O anlamda ben Türkiye’nin Avrupa Birliği’ne girmemesini büyük bir şans olarak görüyorum. Bu sayede bağımsız bir siyaset takip etmeniz hâlâ mümkün. Bugün Doğu Avrupa’da tam bir tarım katliamı yaşanıyor. Ölüm tohumları her yeri istila ediyor. Çünkü bu bahsettiğim kartelin Avrupa’da çok büyük bir lobisi var. Hiçkimse üstlerine gidemiyor. Mesela yakın zamanda Brüksel’de Avrupa Birliği’nin gıda güvenliğinden (EFSA – European Food Safety Administration) sorumlu olan bir yetkilinin Monsanto’dan para aldığı ortaya çıktı. Kadın işinden atılmadı. Skandalın üstü örtüldü.
SOZ: Ama siz bu konuyu deşmeye devam ediyorsunuz… Bu lobi grupları sizi görmezden mi geliyorlar?
WE: Hayır, benimle de kişisel olarak uğraşılıyor, bunu söyleyebilirim. George Soros’un bana açtığı 1 milyon dolarlık tazminat davası geçen ay sona erdi. Ben kazandım. Fakat 3 sene süren mahkeme boyunca çok uğraşmak zorunda kaldım. Benim için bu süreç adeta bir siyasi işkenceydi. Soros, üstüme bir avukatlar ordusu saldı.
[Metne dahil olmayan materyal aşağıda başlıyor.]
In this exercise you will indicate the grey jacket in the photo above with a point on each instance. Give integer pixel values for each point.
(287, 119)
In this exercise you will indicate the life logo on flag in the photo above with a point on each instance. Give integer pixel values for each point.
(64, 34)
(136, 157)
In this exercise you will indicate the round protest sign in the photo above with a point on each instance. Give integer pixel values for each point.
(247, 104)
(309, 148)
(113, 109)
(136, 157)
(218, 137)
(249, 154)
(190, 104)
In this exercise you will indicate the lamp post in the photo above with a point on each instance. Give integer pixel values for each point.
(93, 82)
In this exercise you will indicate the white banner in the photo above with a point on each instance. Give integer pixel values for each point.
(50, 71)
SOZ: Peki bir umut var mı? Zira bize bir hayli karanlık bir tablo çizdiniz.
WE: Ben umutluyum. Tekerlekli sandalyemle dünyayı gezip bunlardan bahsetmezdim yoksa. Mesela 2 sene önce kitabım Çince’ye çevrildi ve sanıyorum bir hayli çok okundu. Bunun ardından Çin Bilim ve Teknoloji Bakanlığı beni Çin’e davet etti. Orada da size anlattıklarımı anlattım. Ardından Çin’de GDO ile ilgili ciddi sınırlamalar getirildi.
İnsanlar GDO hakkındaki gerçeği öğrendikçe yaşama sahip çıkacak. Ben böyle inanıyorum.